According to local lore, the stones contain a map indicating the location of the Lost Dutchman's Gold Mine. Various claims have been made about the location of the gold mine based on an interpretation of the stones, and such claims appear at regular intervals—though no one has yet recovered a flake of Jacob Waltz's gold.

Claims about interpretations of the map are many, as are accounts of the stones' origins, and most of those claims are made in self-publishing printers.

According to Lon Safko, the stones were made by the Peralta family and handed down for generations.

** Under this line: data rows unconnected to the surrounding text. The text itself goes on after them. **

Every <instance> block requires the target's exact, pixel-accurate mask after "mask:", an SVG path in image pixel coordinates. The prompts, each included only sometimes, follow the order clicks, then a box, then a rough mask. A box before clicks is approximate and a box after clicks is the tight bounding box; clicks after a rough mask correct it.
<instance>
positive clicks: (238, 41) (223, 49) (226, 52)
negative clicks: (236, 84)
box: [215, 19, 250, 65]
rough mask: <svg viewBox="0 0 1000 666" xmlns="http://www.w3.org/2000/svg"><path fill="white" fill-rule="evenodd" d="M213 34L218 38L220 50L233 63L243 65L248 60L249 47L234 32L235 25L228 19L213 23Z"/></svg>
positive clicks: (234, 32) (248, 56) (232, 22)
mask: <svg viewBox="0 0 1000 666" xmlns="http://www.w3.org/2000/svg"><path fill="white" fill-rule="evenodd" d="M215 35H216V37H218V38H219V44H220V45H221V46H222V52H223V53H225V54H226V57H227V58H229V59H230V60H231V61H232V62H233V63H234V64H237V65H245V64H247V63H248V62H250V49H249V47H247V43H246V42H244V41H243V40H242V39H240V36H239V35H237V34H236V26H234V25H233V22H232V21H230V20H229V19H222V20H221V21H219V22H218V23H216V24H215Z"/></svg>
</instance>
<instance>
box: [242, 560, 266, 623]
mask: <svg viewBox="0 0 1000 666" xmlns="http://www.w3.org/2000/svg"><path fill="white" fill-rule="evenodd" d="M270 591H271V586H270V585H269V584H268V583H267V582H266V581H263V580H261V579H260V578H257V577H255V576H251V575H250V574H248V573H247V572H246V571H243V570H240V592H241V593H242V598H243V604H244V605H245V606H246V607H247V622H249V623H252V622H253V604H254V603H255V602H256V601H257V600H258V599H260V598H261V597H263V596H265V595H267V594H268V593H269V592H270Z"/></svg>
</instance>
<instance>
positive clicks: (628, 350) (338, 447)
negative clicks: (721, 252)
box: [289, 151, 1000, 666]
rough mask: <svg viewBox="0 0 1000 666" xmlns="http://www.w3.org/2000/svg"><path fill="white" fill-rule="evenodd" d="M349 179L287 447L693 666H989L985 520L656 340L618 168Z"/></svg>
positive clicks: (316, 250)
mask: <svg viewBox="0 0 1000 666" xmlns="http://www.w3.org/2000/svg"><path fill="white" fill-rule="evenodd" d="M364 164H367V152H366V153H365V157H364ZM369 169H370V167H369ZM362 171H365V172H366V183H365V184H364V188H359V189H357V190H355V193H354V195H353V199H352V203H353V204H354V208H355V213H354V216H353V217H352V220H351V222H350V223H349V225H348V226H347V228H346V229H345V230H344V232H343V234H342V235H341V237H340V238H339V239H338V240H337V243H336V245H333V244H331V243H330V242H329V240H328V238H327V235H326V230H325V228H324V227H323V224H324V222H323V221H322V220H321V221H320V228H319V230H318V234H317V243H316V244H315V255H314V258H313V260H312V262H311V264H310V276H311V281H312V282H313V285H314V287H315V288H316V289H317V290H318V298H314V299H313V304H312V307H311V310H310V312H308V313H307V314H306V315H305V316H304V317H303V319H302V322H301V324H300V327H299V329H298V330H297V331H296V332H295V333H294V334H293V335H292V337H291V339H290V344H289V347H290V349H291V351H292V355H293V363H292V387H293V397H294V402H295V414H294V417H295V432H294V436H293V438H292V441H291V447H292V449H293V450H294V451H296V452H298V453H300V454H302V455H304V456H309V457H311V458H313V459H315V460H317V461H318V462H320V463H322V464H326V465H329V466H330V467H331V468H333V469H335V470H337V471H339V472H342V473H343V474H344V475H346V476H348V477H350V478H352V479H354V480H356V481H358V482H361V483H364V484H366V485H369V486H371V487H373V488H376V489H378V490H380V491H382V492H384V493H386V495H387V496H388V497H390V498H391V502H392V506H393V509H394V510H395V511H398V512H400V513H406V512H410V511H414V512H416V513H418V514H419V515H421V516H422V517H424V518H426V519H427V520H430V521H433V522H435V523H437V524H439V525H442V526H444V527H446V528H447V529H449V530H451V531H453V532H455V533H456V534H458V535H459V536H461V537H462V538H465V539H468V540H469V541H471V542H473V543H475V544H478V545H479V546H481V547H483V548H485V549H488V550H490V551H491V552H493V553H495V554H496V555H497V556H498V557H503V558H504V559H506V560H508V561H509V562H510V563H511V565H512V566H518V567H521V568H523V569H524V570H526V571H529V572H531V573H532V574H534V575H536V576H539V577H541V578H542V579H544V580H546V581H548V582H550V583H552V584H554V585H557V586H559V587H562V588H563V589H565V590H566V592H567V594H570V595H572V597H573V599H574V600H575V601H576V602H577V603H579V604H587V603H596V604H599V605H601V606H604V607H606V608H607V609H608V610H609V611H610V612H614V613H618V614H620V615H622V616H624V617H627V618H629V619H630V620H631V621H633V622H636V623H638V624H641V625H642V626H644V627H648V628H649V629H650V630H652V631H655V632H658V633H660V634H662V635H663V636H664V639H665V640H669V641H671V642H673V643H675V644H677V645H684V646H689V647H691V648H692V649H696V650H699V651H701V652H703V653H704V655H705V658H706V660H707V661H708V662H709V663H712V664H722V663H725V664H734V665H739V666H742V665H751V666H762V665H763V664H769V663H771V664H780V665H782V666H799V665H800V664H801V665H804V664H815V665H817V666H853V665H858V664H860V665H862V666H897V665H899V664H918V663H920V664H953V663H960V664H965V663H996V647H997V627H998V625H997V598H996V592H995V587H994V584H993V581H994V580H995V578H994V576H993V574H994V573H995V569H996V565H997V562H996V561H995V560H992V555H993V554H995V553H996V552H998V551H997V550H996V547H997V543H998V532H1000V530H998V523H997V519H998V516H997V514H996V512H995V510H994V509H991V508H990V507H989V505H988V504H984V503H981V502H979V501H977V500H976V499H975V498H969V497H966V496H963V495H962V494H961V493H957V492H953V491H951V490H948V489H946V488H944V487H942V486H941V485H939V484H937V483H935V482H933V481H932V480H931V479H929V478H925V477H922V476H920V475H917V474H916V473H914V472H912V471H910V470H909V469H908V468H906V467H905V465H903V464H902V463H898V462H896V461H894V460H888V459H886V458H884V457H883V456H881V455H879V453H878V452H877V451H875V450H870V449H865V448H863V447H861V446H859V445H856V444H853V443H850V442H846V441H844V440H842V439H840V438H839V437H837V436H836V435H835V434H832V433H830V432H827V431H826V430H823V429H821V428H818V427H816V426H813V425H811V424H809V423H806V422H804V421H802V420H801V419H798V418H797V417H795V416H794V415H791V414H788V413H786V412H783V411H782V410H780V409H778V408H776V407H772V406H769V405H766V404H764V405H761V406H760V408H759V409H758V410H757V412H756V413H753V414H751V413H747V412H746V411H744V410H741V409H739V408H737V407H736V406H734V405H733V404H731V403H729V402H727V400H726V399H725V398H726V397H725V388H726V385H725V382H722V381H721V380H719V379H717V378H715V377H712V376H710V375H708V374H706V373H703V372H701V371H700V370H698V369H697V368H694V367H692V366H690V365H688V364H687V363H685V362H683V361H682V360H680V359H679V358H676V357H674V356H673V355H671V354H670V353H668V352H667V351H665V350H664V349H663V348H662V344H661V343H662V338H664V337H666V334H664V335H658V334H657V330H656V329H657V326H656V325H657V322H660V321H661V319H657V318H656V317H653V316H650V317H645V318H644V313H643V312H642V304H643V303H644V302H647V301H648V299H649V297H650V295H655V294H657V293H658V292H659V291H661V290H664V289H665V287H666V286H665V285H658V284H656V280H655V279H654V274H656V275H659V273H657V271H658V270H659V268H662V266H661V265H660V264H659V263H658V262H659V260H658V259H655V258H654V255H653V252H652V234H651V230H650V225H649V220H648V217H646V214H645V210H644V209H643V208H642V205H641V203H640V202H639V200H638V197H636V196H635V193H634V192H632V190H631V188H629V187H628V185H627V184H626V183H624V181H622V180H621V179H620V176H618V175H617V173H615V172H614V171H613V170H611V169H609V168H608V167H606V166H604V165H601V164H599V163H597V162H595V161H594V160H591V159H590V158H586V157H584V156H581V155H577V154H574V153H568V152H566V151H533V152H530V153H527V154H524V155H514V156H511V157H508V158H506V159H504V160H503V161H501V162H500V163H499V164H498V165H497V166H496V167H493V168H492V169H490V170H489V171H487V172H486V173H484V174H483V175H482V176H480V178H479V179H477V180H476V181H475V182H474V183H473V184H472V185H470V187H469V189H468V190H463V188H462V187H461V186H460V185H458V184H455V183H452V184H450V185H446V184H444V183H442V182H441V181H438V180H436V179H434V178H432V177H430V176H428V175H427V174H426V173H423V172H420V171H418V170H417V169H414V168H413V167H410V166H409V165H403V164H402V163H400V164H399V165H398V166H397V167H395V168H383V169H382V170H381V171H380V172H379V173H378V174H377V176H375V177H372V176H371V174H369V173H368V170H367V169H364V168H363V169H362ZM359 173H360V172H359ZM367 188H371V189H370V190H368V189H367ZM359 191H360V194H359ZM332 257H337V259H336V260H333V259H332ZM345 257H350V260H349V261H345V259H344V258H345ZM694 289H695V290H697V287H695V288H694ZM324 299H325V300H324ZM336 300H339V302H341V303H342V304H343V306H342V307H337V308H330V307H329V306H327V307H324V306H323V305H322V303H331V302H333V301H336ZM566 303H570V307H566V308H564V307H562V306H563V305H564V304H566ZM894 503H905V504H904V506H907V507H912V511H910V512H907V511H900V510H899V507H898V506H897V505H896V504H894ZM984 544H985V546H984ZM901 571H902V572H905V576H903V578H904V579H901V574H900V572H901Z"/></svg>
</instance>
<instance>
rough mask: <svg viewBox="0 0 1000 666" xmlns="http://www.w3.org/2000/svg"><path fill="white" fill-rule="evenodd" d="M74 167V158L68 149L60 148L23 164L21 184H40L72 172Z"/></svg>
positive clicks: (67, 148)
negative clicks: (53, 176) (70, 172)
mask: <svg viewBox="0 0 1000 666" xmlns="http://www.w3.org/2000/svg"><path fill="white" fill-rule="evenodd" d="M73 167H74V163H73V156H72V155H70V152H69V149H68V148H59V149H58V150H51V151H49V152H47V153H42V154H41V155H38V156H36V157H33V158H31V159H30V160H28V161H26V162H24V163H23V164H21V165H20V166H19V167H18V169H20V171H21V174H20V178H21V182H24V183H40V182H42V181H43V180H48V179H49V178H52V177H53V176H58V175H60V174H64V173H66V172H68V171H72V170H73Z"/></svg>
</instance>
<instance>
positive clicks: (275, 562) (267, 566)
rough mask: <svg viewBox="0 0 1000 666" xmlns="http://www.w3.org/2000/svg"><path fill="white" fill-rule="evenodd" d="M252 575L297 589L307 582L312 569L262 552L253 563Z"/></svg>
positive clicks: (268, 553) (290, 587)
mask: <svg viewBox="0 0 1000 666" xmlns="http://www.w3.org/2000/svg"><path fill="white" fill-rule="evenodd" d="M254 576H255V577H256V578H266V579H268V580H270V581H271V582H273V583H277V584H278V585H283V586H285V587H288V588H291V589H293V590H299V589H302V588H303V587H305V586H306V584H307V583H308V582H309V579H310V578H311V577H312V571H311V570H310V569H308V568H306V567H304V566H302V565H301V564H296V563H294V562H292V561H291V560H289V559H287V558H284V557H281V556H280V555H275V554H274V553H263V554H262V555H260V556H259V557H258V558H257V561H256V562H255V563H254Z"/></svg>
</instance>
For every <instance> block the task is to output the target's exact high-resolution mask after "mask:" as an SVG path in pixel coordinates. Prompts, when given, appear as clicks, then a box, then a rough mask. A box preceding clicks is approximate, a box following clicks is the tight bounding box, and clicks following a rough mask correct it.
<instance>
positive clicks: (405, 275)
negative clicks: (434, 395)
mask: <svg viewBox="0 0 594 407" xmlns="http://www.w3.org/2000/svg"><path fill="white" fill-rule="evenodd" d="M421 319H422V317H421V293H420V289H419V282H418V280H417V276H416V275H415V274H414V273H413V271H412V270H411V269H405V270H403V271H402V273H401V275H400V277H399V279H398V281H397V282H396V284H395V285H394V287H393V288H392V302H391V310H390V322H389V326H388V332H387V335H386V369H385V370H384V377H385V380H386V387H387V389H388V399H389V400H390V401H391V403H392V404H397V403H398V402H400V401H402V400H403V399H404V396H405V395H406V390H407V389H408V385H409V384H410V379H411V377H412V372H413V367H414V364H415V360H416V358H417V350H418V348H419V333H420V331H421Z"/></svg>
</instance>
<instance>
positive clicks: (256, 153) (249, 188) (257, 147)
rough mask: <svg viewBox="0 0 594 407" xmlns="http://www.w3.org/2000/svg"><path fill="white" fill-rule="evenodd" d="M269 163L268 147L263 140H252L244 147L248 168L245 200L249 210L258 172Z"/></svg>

Danny Adams, in 2005, read the map as a coded message and claims the stones were made by Ted DeGrazia, a painter and art collector rumored to have burned (or buried) a collection of art worth $5 million rather than pay taxes on his property; Adams claims one of the stones reads "Be ready boy, are on a map on Arizona county scale, scale map" and aided by numerological analysis locates the mine in Upper Labarge Canyon. The treasure of paintings, supposedly hidden in the mine, is also connected, somehow, to a conspiracy of 50 businessmen from the Phoenix area to hide DeGrazia's work.

In 2007, William and Michael Johnson (originally from Massachusetts) said that they had identified a privately owned cave as the mine, based on the clues left in the Peralta Stones.

==Location==
The Peralta Stones were held at the Arizona Museum of Natural History, 53 N. Macdonald, in Mesa, Arizona, previously known as the Mesa Southwest Museum. In June 2009, they were to go on extended display at the Superstition Mountain Museum, 4087 N. Apache Trail, in Apache Junction, Arizona. As of September, 2012, the stones are once again displayed at the Arizona Museum of Natural History.